だから、アパートに帰った時、「お帰り」ってアイツが言った瞬間、アイツを抱きたくなるぐらいほっとした。
でも、ぬくもりが感じた言葉はそれきりだった。次はアイツ冷たい態度を取った。ま、同じ部屋にいるのに全然俺に話しかけないのは冷たいと言えるから。
「理恵ちゃん!」
今度の邪魔は電話かよ。
「もしもし。うん。」
こそこそしやがってんだな。
「ちょっと出かけてくる。」
出かけてくる?電話した人に会うことに違いない。誰?元彼?仲直りでもさせられる?理恵があの男のとこに戻るか、俺がいるのに?理恵があんな女じゃないよな、きっと。

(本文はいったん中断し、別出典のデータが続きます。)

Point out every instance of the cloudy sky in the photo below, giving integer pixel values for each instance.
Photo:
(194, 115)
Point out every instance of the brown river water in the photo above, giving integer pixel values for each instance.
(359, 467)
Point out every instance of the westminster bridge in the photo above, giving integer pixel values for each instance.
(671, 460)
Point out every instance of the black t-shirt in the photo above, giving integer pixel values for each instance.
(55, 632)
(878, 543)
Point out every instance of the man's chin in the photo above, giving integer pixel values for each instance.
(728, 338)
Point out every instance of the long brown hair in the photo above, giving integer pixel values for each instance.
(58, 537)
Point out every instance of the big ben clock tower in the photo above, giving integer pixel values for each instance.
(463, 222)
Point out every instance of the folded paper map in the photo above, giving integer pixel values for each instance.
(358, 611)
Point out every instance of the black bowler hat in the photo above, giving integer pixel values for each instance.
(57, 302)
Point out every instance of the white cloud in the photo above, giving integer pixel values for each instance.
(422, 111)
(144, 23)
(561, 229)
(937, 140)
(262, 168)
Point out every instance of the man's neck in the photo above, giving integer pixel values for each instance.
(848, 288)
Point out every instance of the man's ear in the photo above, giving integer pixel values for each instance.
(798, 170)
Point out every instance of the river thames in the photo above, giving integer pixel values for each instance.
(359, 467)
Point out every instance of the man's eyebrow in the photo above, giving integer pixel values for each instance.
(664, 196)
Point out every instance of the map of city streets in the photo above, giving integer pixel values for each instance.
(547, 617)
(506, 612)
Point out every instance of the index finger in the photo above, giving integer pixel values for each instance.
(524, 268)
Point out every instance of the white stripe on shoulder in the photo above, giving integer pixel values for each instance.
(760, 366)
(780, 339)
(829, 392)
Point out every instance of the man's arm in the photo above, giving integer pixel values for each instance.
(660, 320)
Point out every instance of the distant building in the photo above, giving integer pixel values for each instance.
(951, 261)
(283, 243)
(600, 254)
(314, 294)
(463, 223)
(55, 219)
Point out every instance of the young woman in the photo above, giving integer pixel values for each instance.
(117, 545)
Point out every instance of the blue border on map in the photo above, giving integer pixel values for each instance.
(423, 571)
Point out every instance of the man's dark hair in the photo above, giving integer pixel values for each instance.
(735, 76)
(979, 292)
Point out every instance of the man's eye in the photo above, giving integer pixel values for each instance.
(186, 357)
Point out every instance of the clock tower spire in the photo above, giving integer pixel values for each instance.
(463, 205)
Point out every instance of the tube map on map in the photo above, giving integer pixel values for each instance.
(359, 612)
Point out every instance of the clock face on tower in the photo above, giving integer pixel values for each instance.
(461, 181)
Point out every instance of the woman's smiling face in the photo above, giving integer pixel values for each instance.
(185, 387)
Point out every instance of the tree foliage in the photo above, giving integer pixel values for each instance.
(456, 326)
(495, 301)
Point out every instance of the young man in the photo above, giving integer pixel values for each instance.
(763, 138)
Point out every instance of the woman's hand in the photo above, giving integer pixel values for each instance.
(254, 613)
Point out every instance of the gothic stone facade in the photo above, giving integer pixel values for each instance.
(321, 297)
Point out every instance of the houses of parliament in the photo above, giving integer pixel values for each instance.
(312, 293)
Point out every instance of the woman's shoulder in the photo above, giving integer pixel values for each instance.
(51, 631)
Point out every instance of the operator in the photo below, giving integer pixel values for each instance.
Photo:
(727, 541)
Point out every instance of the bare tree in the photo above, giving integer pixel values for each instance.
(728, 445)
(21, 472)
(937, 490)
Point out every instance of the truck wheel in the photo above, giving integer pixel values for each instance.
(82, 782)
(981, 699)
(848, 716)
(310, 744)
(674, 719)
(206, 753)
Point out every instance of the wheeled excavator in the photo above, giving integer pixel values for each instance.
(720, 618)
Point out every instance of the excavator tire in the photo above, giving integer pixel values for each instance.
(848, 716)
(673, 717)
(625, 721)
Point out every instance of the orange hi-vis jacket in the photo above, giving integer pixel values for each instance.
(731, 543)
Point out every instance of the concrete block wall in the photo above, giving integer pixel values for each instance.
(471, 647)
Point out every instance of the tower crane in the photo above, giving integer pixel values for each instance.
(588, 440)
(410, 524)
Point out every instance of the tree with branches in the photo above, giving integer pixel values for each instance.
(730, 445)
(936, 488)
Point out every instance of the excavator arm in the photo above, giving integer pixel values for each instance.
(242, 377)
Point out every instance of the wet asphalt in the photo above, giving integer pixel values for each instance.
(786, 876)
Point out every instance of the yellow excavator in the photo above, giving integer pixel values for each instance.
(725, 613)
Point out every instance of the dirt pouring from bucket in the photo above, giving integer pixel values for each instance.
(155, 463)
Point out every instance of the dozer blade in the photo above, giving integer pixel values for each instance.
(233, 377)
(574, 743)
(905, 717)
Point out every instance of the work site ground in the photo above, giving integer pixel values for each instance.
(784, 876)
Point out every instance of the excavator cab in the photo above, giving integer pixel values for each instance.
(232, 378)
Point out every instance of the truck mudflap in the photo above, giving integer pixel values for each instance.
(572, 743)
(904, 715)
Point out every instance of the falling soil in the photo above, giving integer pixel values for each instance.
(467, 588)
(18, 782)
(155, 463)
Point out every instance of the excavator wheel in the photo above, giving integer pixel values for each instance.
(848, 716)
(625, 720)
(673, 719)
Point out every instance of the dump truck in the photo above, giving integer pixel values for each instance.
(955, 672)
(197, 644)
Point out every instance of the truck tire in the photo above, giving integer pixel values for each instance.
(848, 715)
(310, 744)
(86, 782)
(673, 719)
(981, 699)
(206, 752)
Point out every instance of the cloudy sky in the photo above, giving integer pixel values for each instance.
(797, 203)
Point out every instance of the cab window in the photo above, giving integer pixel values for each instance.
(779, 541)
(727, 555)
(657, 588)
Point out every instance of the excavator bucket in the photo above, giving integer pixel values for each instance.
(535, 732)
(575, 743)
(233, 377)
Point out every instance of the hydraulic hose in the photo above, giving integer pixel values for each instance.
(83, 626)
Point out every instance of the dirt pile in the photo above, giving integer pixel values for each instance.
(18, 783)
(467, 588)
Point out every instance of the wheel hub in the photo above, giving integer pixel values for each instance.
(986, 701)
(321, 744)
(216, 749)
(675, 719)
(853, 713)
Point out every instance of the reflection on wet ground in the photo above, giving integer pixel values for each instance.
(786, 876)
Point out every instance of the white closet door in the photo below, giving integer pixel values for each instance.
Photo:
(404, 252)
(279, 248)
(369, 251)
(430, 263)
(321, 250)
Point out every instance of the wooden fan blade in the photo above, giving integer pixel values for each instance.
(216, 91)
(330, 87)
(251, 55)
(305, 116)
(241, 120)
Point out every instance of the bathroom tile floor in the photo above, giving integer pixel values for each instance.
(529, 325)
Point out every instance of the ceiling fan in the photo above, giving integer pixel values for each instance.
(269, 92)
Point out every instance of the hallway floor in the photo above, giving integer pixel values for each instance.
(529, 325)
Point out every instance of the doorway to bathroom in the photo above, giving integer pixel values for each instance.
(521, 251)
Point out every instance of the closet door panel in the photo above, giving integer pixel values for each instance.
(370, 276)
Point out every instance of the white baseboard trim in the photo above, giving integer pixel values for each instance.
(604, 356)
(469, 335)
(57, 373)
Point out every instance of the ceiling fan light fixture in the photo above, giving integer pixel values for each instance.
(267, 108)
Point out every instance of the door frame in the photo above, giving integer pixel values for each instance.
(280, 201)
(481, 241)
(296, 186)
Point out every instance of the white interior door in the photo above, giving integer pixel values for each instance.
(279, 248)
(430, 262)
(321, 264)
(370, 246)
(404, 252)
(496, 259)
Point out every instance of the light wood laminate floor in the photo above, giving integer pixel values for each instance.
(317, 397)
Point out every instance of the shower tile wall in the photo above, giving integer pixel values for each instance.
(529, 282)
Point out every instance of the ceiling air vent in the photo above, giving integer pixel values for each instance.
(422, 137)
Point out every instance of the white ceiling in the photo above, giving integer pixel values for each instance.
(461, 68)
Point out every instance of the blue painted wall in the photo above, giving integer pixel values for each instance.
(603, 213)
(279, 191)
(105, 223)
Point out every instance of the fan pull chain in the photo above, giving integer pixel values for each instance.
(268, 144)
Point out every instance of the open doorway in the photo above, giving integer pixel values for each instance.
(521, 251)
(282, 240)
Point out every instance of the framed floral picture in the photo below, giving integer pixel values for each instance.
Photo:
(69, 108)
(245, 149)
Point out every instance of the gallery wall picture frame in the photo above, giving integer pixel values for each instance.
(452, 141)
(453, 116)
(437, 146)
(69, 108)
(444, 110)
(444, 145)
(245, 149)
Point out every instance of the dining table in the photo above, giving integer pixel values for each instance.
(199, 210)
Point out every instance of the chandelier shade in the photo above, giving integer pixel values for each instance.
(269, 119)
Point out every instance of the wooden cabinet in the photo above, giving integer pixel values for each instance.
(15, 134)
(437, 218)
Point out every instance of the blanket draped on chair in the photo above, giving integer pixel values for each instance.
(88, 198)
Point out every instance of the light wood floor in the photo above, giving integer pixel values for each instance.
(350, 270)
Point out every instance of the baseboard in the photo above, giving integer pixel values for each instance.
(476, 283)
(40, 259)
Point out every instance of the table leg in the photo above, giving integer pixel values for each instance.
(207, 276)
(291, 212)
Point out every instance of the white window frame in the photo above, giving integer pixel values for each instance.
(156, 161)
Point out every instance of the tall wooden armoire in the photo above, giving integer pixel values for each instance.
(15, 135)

でも、本当にそうじゃない女なのかな?1か月間結婚しているとはいえ、俺、理恵のこと何も知らないし、知るように頑張ろうともしない。本当に夫なの、俺って。
あああ、何心配してるんだよ。別にいいじゃない元彼に会っても。俺も元の彼女にさんざん会ってるし。
それを考えている間、俺は外に出ようとしてしまった。やはり理恵をあの人に会わせたくない。
外を出て、理恵ちゃんを追いかけようとすると、誰かが俺の部屋の前に立っている。
「お前か、理恵花の夫ってやつ?」
あの男からなんだか憎みを感じた。
分かった。こいつか、理恵の元彼ってやつ。彼女に会うんじゃなかったのか。
「本気じゃなさそうね、理恵花のこと。」
答えの分からない質問を投げられてもどう答えばいいのか分からないんだよ。
やっとコイツ俺に向かって話す気になった。中々イケメンだな。